Mark gave Ken a sidelong glance. It was a familiar look now, one that asked a silent question of, Are you really happy with that answer? With things in general?

  Ken looked away without answering the stare. He ate a few more fries and watched as the kids from across the street came home for lunch. Ken sometimes forgot his condo was nestled right inside a suburban sprawl, where parents had kids, attended PTA meetings, and worried about the neighborhood watch. Ken spent so much time indoors or at the university, he would bet his neighbors didn't know who he was at all.

  Unless, of course, they wanted to tell time by him.

  "What time is it, Jimmy?" Ken heard the well-worn sketch in his head again. "Half past Ken. But this time, he has someone else with him."

  At least, Ken figured, he was doing something new.

  "So tell me how you ended up here," Mark asked, "if you don't really like philosophy?"

  Ken sighed and then he laughed. "I do like philosophy. I guess… How do most of those stories go? You find something you love and you let it kill you."

  "Bukowski?" Mark asked. "Or was that Kerouac?"

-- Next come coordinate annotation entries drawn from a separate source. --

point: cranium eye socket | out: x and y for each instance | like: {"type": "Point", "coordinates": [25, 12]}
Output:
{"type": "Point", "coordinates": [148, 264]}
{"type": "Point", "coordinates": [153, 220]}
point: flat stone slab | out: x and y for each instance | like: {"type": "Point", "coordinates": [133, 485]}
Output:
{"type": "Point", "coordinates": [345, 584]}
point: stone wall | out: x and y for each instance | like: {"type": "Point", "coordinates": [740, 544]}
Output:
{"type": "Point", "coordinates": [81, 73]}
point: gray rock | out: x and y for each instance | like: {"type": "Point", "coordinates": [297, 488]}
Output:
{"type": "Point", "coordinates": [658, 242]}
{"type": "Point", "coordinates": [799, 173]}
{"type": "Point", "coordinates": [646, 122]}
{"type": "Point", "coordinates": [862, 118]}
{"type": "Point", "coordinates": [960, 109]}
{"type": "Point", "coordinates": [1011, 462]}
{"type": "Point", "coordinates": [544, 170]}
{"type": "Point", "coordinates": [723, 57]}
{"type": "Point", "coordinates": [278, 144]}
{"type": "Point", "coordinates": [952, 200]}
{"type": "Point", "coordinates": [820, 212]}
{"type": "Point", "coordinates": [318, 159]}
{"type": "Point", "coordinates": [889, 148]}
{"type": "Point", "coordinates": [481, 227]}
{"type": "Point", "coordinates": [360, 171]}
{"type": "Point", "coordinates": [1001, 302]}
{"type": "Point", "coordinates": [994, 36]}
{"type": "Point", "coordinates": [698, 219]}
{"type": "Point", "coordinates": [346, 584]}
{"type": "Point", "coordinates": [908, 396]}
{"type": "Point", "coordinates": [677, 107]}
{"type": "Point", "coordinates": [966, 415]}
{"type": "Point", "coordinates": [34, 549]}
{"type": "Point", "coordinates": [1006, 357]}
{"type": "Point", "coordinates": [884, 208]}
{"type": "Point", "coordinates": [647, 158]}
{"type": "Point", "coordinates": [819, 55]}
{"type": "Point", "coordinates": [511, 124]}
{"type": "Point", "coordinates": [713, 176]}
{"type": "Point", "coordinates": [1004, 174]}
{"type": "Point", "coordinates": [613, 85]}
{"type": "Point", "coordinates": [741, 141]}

  "Same difference. I thought I loved philosophy. The world of ideas. Everything that was new and supposed to cure me of the doldrums of daily life and elevate me to a higher plane of thought."

  "And?"

  "The world is still here. It goes on, it continues to be dull, whether I read Plato or Kant, or go right for the low-brow humour." Ken sighed. He placed his fries on the ground and watched as cars went by. Though his sink was nearly fixed, he heard the subtle drip drip drip and dull throb of daily life in the far reaches of his mind. "There is so much focus on ideals in philosophy, like the forms that Plato talked about. I had one prof in my undergrad, David Lethbridge—a wonderful man, really—who told us all that there were two types of people in this world: ones who like Plato or ones who like Aristotle. Plato wanted ideals, ones that would never happen in real life, but they were something good to strive for. Whereas Aristotle wanted to focus on the daily grind; he wanted to observe things he could see. He was very empirical and not idealistic. I thought I would stick with Plato, like David did. But you can't eat ideals. You can't really do much of anything with ideals."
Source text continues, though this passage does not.